Das Zofinger Badhaus: Bei Bauarbeiten beim Pulverturm in der Zofinger Altstadt kamen im Herbst 2018 Mauern hervor: Überreste eines Badhauses von 1545. «Obwohl das Baden oder Waschen in öffentlichen Badehäusern bis weit ins 20. Jahrhundert zum städtischen Alltag gehörte, sind nur eine Handvoll davon archäologisch untersucht», schreibt die Aargauer Kantonsarchäologie auf ihrer Webseite. Der Fund sei deshalb von nationaler Relevanz.

Der Wunsch der Grünen: Eine Motion der Zofinger Grünen verlangte, das Badhaus solle der Öffentlichkeit zugänglich gemacht werden. Man soll doch die Badestube «in geeigneter Form sichtbar machen», eine Überdachung oder ein Bodenfenster aus Panzerglas wären toll. «Es wäre schade, wenn die Ausgrabungen Parkplätzen und dem Durchgangsverkehr zum Opfer fallen würden», monierten die Grünen. Nun liegt die Antwort der Zofinger Stadtregierung auf den Vorstoss vor. Sie listet drei Varianten auf, und was sie kosten.
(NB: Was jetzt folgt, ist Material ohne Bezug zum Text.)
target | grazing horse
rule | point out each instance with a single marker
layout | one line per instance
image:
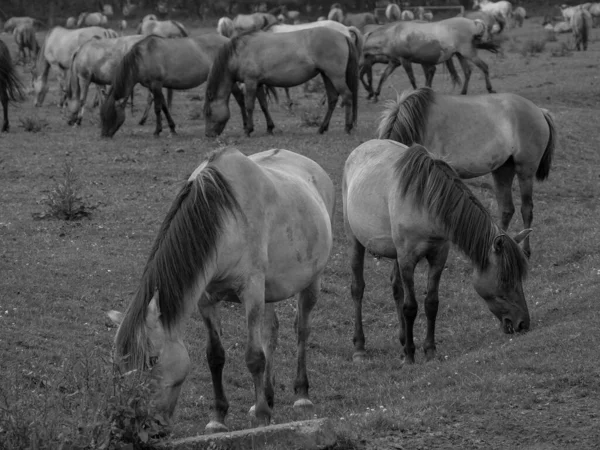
(252, 230)
(519, 139)
(581, 25)
(261, 58)
(91, 19)
(11, 88)
(393, 13)
(96, 60)
(404, 204)
(57, 51)
(246, 23)
(502, 7)
(24, 35)
(225, 27)
(432, 43)
(156, 62)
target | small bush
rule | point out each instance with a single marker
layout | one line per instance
(64, 201)
(533, 47)
(32, 124)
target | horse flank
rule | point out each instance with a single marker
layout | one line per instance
(436, 187)
(405, 119)
(185, 245)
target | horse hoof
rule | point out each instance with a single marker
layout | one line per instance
(359, 356)
(215, 427)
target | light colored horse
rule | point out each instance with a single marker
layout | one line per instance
(434, 43)
(14, 22)
(245, 23)
(517, 138)
(581, 24)
(377, 49)
(24, 35)
(519, 16)
(96, 60)
(96, 19)
(501, 7)
(407, 205)
(57, 51)
(252, 230)
(393, 13)
(264, 59)
(11, 88)
(156, 62)
(225, 27)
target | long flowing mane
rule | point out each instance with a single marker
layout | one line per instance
(405, 119)
(185, 244)
(434, 185)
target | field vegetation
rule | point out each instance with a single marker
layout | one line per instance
(78, 215)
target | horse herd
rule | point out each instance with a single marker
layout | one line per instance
(257, 230)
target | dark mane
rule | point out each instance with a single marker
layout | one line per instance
(436, 187)
(405, 119)
(185, 244)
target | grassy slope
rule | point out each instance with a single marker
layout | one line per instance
(485, 390)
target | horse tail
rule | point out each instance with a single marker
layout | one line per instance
(546, 162)
(9, 79)
(453, 73)
(181, 28)
(405, 119)
(352, 77)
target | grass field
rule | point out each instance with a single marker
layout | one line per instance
(488, 390)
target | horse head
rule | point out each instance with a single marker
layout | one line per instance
(500, 282)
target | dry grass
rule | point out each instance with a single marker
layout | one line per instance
(484, 390)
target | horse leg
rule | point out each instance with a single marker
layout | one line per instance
(264, 106)
(332, 96)
(215, 355)
(239, 98)
(526, 188)
(503, 178)
(486, 73)
(357, 289)
(253, 299)
(467, 71)
(437, 260)
(387, 72)
(147, 110)
(306, 302)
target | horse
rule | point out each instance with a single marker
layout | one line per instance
(57, 51)
(156, 62)
(503, 7)
(11, 88)
(405, 204)
(14, 22)
(24, 35)
(246, 23)
(359, 20)
(225, 27)
(519, 16)
(393, 13)
(261, 58)
(581, 24)
(519, 139)
(252, 230)
(91, 19)
(433, 43)
(95, 60)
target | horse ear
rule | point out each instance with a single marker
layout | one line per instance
(115, 316)
(522, 235)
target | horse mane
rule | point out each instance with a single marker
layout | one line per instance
(185, 245)
(436, 187)
(405, 119)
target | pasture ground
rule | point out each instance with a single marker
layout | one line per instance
(540, 390)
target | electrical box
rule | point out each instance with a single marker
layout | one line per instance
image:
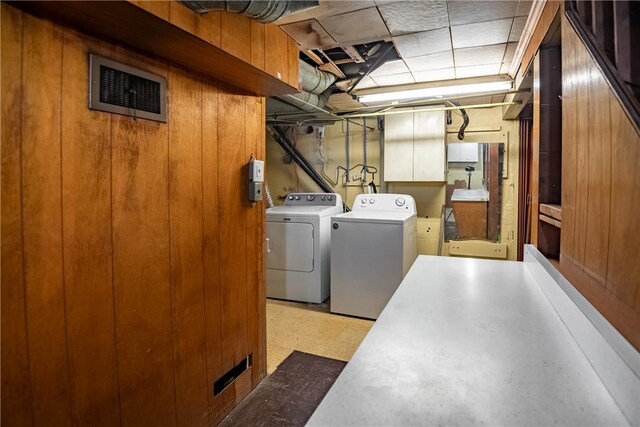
(256, 177)
(255, 191)
(256, 170)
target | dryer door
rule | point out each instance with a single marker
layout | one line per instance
(290, 246)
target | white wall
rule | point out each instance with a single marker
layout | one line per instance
(486, 125)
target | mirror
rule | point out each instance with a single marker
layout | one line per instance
(474, 191)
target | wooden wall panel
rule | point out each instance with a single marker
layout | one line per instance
(569, 146)
(132, 264)
(86, 207)
(582, 157)
(601, 151)
(16, 387)
(255, 140)
(209, 27)
(623, 272)
(183, 17)
(599, 189)
(534, 172)
(141, 266)
(187, 285)
(294, 63)
(257, 44)
(158, 8)
(276, 48)
(232, 203)
(42, 221)
(236, 35)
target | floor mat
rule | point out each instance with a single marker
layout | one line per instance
(289, 396)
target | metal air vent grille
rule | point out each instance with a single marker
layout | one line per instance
(120, 89)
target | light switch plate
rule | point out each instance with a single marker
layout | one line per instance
(256, 170)
(255, 191)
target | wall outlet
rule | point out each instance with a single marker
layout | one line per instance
(256, 170)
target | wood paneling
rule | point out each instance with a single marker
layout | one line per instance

Variante 1, Museum: Eine vollständige Aufdeckung und Konservierung der Ruine kostet rund 1 Million Franken. Der Raum müsste belüftet und im Winter beheizt werden, damit kein Schimmel entsteht.

Überreste
Legende: zvg/Kantonsarchäologie Aargau

Variante 2, Schaufenster: Eine Teilaufdeckung, mit archäologischem Bodenfenster mit Panzerglasabdeckung, kostet rund 350'000 Franken. Archäologen des Kantons haben aber Bedenken bei dieser Variante: Panzerglas zerkratze, man müsste den Raum darunter belüften, und mit der Sonneneinstrahlung werde es im Raum unter dem Glas zu warm.
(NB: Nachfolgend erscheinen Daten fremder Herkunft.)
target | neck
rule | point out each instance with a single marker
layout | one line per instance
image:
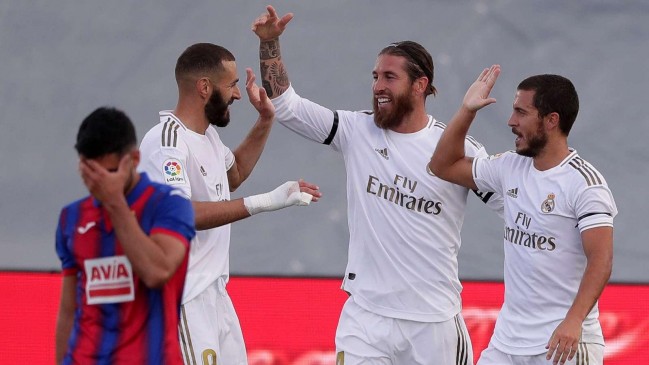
(192, 114)
(135, 178)
(413, 121)
(552, 155)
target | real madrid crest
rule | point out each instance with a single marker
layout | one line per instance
(548, 204)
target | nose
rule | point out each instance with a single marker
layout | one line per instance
(512, 121)
(377, 86)
(236, 93)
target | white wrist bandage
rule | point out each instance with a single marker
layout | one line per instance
(284, 196)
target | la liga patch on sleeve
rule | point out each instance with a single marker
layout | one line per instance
(173, 171)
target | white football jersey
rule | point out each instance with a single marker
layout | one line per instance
(545, 213)
(404, 223)
(196, 164)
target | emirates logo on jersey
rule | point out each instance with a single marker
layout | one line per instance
(383, 152)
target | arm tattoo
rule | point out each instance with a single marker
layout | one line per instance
(273, 74)
(269, 49)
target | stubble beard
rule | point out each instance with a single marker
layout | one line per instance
(402, 106)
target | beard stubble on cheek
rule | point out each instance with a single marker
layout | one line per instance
(535, 143)
(393, 118)
(216, 110)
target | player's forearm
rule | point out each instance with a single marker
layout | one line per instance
(597, 273)
(210, 215)
(273, 73)
(149, 261)
(449, 161)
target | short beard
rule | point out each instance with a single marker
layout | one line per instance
(535, 143)
(390, 120)
(216, 110)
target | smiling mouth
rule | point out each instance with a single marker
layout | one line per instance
(382, 100)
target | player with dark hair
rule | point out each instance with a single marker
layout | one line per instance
(558, 234)
(124, 252)
(183, 150)
(402, 272)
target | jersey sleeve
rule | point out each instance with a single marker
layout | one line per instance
(175, 216)
(492, 198)
(68, 264)
(308, 119)
(595, 207)
(487, 172)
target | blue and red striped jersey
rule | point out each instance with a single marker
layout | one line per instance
(118, 319)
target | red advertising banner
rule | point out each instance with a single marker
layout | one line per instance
(292, 321)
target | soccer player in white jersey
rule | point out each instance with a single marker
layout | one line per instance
(185, 151)
(558, 234)
(402, 274)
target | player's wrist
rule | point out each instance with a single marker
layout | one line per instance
(257, 203)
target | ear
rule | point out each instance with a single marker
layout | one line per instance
(135, 157)
(552, 121)
(203, 86)
(420, 85)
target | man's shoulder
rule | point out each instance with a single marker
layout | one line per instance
(582, 172)
(167, 134)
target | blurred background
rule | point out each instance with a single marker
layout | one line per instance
(61, 60)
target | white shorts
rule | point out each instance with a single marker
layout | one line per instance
(587, 354)
(364, 337)
(209, 329)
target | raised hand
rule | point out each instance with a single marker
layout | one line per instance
(477, 97)
(258, 97)
(269, 26)
(311, 189)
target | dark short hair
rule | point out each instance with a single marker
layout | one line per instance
(419, 61)
(105, 131)
(201, 58)
(554, 93)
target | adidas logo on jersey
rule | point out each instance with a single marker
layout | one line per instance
(513, 192)
(383, 153)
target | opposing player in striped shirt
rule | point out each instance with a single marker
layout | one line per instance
(124, 252)
(558, 234)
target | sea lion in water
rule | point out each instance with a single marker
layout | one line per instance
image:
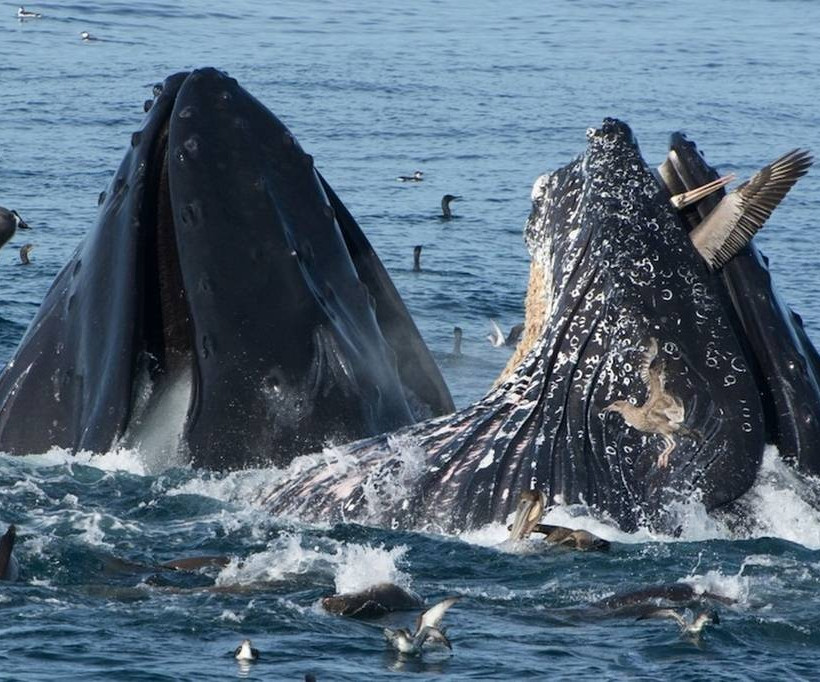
(530, 510)
(372, 602)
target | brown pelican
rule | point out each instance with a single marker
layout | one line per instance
(417, 258)
(246, 652)
(691, 627)
(528, 514)
(417, 176)
(661, 413)
(743, 211)
(427, 629)
(446, 213)
(9, 222)
(25, 250)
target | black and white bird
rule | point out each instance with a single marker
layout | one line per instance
(9, 569)
(25, 250)
(457, 334)
(742, 212)
(23, 13)
(692, 626)
(417, 176)
(10, 222)
(446, 213)
(427, 630)
(246, 652)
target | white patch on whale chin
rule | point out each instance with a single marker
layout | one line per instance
(158, 422)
Variante 3, Zuschütten: Der Zofinger Stadtrat befürwortet das Zuschütten der Ruine. Mit Infotafeln und einer virtuellen Rekonstruktion könnten die Besucher und Einwohner Zofingens informiert werden. Kostenpunkt: 50'000 Franken. Die archäologische Fundstelle habe die Bevölkerung bewegt, schreibt der Stadtrat. Man zolle der «Stadt unter der Stadt» grossen Respekt. Aus finanziellen und technischen Überlegungen habe man aber diese Lösung gewählt.

Parlament muss wählen: Nun entscheidet das Parlament, ob es der Idee des Stadtrats folgen möchte. Falls nicht, müsste der Stadtrat einen Planungskredit beantragen, um eine andere Lösung zu finden.